Create a batch inference job - Amazon Bedrock

Create a batch inference job


Batch inference is in preview and is subject to change. Batch inference is currently only available through the API. Access batch APIs through the following SDKs.

We recommend that you create a virtual environment to use the SDK. Because batch inference APIs aren't available in the latest SDKs, we recommend that you uninstall the latest version of the SDK from the virtual environment before installing the version with the batch inference APIs. For a guided example, see Code samples.

Request format
POST /model-invocation-job HTTP/1.1 Content-type: application/json { "clientRequestToken": "string", "inputDataConfig": { "s3InputDataConfig": { "s3Uri": "string", "s3InputFormat": "JSONL" } }, "jobName": "string", "modelId": "string", "outputDataConfig": { "s3OutputDataConfig": { "s3Uri": "string" } }, "roleArn": "string", "tags": [ { "key": "string", "value": "string" } ] }
Response format
HTTP/1.1 200 Content-type: application/json { "jobArn": "string" }

To create a batch inference job, send a CreateModelInvocationJob request. Provide the following information.

  • The ARN of a role with permissions to run batch inference in roleArn.

  • Information for the S3 bucket containing the input data in inputDataConfig and the bucket where to write information in outputDataConfig.

  • The ID of the model to use for inference in modelId (see Amazon Bedrock base model IDs (on-demand throughput) ).

  • A name for the job in jobName.

  • (Optional) Any tags that you want to attach to the job in tags.
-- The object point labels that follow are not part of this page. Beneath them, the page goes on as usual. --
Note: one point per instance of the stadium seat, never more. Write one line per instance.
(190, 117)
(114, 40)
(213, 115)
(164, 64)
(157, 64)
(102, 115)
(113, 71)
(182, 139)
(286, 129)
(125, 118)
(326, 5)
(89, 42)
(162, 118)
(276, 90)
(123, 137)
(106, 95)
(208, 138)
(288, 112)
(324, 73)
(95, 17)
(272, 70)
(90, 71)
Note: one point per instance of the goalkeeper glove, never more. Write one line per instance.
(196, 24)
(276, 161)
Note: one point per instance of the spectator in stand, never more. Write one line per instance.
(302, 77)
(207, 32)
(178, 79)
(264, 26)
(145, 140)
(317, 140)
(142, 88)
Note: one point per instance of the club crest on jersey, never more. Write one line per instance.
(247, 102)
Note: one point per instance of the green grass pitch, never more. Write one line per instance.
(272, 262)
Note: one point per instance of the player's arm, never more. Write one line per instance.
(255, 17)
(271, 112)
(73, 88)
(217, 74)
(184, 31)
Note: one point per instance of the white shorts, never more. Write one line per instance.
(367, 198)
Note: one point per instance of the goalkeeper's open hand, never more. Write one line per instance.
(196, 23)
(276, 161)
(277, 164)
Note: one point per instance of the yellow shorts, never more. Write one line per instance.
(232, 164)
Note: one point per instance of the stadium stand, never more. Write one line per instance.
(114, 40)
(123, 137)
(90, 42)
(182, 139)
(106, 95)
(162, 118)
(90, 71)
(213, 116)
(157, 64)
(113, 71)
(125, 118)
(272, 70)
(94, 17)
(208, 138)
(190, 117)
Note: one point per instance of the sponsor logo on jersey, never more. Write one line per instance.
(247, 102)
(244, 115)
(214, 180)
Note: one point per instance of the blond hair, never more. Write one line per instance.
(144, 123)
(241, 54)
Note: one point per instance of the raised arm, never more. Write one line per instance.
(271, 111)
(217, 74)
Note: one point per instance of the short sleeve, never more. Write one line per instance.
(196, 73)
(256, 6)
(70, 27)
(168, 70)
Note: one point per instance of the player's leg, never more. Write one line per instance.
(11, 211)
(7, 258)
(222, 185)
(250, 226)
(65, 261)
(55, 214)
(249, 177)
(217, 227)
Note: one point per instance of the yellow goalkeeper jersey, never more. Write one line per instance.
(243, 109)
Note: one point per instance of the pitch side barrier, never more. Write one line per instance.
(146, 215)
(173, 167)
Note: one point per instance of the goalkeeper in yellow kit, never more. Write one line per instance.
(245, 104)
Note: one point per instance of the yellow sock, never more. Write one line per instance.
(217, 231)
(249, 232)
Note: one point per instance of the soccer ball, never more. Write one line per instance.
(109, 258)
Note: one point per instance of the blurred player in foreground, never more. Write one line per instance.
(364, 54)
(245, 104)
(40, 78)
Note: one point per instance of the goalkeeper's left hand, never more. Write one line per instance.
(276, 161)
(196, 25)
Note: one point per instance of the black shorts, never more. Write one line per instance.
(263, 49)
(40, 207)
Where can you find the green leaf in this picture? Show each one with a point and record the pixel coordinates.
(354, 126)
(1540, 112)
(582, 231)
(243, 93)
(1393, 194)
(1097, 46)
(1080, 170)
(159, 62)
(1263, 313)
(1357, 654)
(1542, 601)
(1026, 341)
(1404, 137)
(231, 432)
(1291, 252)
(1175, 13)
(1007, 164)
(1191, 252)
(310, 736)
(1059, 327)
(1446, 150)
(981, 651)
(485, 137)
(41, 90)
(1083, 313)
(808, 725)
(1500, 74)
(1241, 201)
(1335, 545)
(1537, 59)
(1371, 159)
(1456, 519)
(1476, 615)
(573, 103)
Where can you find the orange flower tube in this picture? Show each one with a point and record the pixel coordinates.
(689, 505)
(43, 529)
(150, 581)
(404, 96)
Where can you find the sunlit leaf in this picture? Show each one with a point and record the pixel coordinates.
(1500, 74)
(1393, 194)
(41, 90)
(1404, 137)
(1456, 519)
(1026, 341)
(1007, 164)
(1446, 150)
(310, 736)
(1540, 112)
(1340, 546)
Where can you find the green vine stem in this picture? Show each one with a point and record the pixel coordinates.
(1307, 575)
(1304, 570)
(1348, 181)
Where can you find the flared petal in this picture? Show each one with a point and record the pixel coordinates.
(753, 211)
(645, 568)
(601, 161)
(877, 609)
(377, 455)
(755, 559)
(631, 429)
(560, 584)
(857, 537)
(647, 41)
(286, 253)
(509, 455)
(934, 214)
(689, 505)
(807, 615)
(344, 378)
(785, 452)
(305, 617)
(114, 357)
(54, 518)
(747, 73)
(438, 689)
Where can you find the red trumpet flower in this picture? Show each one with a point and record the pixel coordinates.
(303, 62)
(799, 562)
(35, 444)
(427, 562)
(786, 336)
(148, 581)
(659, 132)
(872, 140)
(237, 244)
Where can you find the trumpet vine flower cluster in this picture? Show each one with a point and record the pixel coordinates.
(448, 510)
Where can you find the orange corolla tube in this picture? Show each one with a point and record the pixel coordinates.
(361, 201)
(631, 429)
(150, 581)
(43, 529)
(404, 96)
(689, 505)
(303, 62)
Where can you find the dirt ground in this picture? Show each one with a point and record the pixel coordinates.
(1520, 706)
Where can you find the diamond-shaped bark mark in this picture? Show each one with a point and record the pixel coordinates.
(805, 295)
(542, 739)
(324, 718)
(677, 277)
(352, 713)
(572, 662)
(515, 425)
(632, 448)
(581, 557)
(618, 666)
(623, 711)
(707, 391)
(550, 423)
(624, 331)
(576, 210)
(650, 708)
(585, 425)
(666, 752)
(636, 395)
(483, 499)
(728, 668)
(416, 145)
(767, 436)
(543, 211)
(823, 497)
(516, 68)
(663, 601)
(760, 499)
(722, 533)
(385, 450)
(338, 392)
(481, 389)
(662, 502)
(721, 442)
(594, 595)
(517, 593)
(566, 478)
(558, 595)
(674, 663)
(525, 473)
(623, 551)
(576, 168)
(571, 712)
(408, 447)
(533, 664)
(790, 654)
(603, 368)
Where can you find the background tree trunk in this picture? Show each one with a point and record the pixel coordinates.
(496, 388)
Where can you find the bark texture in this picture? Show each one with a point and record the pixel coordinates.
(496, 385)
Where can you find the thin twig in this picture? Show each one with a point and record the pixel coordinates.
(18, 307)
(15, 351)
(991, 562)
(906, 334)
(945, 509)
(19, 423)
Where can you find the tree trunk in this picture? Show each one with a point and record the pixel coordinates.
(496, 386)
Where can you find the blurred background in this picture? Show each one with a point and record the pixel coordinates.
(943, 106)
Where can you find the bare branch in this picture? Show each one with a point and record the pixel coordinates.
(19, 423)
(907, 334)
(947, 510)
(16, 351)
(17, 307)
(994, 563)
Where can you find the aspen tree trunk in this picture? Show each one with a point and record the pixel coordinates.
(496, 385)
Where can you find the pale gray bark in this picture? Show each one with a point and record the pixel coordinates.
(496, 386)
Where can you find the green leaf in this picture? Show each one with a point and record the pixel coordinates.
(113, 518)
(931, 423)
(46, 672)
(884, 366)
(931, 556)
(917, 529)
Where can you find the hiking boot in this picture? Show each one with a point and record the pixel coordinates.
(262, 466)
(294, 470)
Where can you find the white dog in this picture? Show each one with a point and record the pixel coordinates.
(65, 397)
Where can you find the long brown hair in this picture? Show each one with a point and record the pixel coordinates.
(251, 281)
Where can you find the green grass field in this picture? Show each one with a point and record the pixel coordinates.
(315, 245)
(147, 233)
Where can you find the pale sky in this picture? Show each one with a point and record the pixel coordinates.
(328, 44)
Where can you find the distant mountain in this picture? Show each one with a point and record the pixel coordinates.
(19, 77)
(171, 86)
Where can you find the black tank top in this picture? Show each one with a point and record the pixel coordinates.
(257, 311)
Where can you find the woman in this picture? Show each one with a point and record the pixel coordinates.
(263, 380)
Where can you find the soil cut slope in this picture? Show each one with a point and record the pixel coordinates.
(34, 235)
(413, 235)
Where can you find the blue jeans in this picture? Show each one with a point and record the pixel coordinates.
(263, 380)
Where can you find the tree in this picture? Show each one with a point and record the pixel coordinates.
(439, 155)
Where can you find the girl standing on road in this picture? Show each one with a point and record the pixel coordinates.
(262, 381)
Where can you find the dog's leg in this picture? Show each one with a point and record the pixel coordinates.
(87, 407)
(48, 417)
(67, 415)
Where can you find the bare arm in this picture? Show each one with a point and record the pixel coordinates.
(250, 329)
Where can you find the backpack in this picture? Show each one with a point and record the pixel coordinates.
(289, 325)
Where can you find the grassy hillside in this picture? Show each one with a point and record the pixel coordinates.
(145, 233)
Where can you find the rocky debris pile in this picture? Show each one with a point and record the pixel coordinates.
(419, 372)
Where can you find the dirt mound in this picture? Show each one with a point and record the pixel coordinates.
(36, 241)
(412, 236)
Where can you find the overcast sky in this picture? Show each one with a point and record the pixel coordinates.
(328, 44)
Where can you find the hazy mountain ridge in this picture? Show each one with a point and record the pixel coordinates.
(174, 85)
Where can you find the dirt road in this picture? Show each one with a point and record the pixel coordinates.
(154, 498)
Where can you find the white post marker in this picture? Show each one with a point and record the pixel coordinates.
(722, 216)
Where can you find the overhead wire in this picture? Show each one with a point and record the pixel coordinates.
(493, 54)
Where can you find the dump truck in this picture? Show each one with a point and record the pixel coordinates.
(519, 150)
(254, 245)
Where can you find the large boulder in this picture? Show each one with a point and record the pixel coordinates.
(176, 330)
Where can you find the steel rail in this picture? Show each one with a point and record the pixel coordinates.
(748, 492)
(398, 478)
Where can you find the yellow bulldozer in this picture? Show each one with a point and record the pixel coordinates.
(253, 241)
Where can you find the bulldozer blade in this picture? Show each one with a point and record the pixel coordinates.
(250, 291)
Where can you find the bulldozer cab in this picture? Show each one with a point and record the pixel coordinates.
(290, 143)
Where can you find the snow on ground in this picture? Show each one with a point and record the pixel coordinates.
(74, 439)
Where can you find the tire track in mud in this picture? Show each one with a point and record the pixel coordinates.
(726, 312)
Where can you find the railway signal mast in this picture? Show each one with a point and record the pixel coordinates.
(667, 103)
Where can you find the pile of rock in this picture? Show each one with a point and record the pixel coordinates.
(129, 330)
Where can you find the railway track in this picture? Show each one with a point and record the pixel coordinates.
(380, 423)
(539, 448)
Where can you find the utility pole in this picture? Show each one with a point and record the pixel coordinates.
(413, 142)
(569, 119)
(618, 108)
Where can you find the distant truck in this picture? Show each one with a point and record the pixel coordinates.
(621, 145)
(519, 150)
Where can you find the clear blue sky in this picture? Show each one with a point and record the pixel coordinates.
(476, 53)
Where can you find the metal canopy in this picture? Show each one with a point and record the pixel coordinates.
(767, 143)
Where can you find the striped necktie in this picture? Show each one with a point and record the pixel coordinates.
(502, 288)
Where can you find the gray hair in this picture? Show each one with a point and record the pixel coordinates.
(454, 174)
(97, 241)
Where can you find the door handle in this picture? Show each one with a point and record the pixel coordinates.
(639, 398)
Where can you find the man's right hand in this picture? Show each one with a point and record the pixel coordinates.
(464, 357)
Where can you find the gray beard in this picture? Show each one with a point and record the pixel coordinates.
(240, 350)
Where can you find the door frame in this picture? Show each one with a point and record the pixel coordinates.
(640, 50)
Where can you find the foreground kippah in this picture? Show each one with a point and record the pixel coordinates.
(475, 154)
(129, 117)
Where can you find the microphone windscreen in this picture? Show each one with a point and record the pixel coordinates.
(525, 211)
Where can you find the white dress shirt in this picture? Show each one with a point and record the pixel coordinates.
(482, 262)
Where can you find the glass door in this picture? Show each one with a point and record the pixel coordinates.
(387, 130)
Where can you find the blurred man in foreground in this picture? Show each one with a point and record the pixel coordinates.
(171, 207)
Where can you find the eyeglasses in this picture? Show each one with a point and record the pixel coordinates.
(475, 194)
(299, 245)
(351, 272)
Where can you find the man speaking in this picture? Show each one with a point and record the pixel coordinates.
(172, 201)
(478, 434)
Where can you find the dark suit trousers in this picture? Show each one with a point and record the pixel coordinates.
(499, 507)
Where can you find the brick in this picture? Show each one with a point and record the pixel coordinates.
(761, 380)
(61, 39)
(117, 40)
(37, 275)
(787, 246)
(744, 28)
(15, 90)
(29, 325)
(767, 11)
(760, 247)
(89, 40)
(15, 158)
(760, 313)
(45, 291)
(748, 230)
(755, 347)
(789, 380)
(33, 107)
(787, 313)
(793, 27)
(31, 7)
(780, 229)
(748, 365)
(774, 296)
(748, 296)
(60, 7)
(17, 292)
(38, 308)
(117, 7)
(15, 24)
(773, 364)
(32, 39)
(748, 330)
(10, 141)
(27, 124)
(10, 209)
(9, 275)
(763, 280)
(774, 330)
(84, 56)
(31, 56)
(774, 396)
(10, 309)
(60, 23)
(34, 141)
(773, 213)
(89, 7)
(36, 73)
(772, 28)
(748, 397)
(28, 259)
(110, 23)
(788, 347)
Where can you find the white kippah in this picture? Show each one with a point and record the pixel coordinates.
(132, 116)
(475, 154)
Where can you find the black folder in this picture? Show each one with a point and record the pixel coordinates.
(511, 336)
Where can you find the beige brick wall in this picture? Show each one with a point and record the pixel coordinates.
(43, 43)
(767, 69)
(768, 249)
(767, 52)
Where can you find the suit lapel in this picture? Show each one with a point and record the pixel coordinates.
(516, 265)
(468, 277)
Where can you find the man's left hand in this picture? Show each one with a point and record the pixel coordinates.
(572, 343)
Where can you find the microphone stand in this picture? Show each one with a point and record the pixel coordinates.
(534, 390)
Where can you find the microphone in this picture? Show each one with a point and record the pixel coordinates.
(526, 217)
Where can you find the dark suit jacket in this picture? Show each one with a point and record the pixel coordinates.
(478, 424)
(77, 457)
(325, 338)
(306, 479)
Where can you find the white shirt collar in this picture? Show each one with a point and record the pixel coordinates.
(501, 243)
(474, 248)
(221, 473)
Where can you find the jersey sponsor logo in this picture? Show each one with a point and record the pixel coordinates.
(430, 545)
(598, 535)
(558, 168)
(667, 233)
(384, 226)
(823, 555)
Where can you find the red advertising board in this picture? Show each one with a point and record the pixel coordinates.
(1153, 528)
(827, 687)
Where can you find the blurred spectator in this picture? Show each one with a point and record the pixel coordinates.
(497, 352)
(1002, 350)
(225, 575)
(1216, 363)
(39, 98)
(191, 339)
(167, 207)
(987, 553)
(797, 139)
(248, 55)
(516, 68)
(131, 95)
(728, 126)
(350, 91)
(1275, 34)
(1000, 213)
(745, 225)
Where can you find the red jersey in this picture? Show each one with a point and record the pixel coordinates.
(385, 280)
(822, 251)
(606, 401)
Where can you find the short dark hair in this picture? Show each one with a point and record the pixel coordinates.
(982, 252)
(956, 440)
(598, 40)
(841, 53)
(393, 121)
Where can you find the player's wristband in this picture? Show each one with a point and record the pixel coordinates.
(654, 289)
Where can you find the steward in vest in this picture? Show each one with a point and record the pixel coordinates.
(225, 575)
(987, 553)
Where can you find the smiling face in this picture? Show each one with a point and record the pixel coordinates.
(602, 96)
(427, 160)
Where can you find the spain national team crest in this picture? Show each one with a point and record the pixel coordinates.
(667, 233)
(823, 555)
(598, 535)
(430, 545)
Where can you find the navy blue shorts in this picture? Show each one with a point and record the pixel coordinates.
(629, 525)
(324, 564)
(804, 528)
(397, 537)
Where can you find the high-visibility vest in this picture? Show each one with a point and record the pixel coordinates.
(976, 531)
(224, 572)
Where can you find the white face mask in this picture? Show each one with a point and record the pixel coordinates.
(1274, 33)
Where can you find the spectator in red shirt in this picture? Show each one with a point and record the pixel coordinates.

The response returns a jobArn that you can use for other batch inference-related API calls.

You can check the status of the job with either the GetModelInvocationJob or ListModelInvocationJobs APIs.

When the job is Completed, you can extract the results of the batch inference job from the files in the S3 bucket you specified in the request for the outputDataConfig. The S3 bucket contains the following files:

  1. Output files containing the result of the model inference.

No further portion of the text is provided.